Engenheira Nzambi Matee – Imagem reproduzida de Earthshot Prize

A fabricação de objetos e embalagens feitas de plástico cresceu de forma assustadora nos últimos tempos. Com isso, os resíduos de plástico se tornaram um dos maiores inimigos da natureza, contaminando o solo e as águas. Toneladas desse material são encontradas em lagos, rios e oceanos. Ao mesmo tempo, pesquisadores e governos do mundo inteiro vêm procurando soluções para reutilização desses resíduos e, principalmente, redução dos impactos ambientais causados pelo seu descarte inadequado.

Os tijolos plásticos de Nzambi Matee

A engenheira queniana Nzambi Matee resolveu dar a sua contribuição para a resolução do problema dos resíduos plásticos que estavam poluindo a cidade onde vivia, Nairóbi, capital do Quênia.

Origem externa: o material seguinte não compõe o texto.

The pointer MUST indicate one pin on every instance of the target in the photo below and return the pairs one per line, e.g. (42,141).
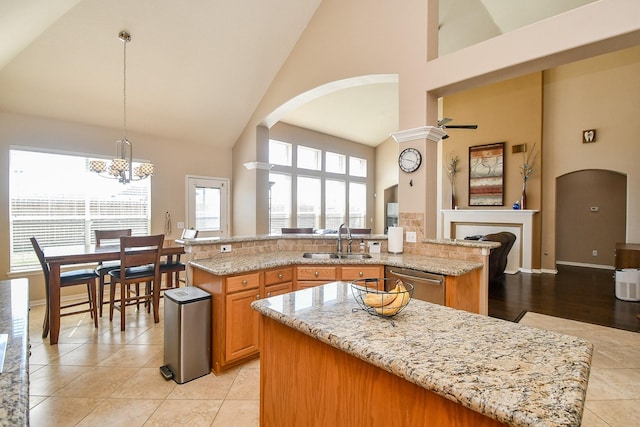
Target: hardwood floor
(576,293)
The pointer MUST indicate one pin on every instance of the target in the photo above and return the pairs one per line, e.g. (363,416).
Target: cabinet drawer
(277,276)
(279,289)
(362,272)
(316,273)
(243,282)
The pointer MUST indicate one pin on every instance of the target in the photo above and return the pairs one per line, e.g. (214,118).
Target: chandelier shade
(121,167)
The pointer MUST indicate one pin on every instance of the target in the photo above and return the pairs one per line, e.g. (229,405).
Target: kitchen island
(324,361)
(14,376)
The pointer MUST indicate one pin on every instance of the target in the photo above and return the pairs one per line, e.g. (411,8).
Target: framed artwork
(486,178)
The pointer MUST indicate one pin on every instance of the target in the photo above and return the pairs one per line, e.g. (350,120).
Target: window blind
(54,198)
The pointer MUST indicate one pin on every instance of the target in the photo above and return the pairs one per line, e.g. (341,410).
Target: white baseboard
(582,264)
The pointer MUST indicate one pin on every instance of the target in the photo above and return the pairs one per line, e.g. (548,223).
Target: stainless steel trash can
(187,334)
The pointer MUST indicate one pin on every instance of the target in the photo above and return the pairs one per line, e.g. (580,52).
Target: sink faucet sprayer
(348,237)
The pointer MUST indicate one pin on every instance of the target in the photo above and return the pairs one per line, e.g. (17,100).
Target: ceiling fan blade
(443,122)
(461,127)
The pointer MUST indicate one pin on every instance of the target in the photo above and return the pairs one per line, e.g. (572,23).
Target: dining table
(59,256)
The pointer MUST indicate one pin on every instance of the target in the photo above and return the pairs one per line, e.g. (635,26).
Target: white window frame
(223,184)
(60,218)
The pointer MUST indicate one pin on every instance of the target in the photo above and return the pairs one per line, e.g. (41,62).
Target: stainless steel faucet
(348,237)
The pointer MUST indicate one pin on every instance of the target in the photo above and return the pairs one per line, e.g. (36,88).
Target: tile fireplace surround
(460,223)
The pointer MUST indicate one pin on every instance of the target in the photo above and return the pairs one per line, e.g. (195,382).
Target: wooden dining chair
(86,277)
(107,237)
(171,268)
(139,264)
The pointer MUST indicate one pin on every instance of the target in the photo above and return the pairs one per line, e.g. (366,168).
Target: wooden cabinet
(234,324)
(627,255)
(361,272)
(308,276)
(278,281)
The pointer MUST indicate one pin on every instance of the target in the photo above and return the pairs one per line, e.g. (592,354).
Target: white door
(208,206)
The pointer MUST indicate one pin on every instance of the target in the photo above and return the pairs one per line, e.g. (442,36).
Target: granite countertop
(229,263)
(518,375)
(14,379)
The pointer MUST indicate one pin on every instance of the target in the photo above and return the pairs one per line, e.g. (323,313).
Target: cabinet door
(278,275)
(243,282)
(279,289)
(241,335)
(362,272)
(315,272)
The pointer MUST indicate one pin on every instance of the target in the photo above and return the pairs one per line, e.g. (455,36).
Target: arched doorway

E foi durante o período em que trabalhou na indústria de petróleo do Quênia que ela teve inspiração para realizar um projeto de sustentabilidade.

Matee começou a testar diferentes materiais de pavimentação feitos de plástico e areia no quintal da casa da sua própria mãe. Todo o material utilizado na pesquisa era doado por fábricas de embalagens ou comprado de recicladores locais.

Durante a experimentação, a empresária percebeu quais plásticos funcionam melhor juntos e desenvolveu uma máquina para a produção em massa dos blocos. A engenheira chegou a investir todas as suas economias neste projeto, com o qual recebeu uma bolsa para integrar um programa de empreendedorismo social nos Estados Unidos.

Foi nos laboratórios da University of Colorado Boulder – universidade pública estadunidense situada em Boulder, no estado do Colorado – que ela aprimorou a técnica de seus produtos e onde desenvolveu o projeto dos maquinários para produzir os tijolos plásticos. Seus esforços a levaram até o Programa das Nações Unidas para o Meio Ambiente ou PNUMA, que, em 2020, a nomeou como uma “Jovem Campeã da Terra”.

A saber, o PNUMA foi fundado em 1972, e visa promover o desenvolvimento sustentável por meio de iniciativas ambientais em todo o mundo.

O trabalho da startup Gjenge Makers

A empresa startup Gjenge Makers, fundada pela (agora) empresária Nzambi Matee, criou uma máquina capaz de transformar resíduos de plástico em tijolos plásticos mais resistentes do que concreto. O maquinário, utilizado pela empresa, permite que cerca de 1.500 peças sejam produzidas em um único dia.

Os tijolos plásticos mais fortes do que concreto

Os tijolos plásticos fabricados pela Gjenge Makers conseguem suportar o dobro do peso limite de blocos de concreto – de 5% a 7% mais. O produto se destaca pelo custo acessível, comparado aos tijolos tradicionais, além da qualidade e praticidade. Pode apresentar diversas espessuras, cores e formatos. E é vendido por cerca de US$ 7,7 o metro quadrado.

Os tijolos plásticos da Gjenge Makers levam, na fabricação, resíduos provenientes de empresas que iriam descartar plástico de polietileno de baixa e alta densidade. Depois de aquecido em fornos de altas temperaturas, o material (polímero) é misturado com areia. E essa mistura é, então, moldada em uma máquina hidráulica, produzindo uma variedade de tijolos usados para pavimentação.
Até agora, Gjenge Makers já transformou mais de 20 toneladas de resíduos plásticos em tijolos plásticos, e criou dezenas de postos de trabalho para catadores de lixo no Quênia. O seu objetivo é triplicar a produção ainda em 2021 e oferecer esta solução para outros países do continente africano.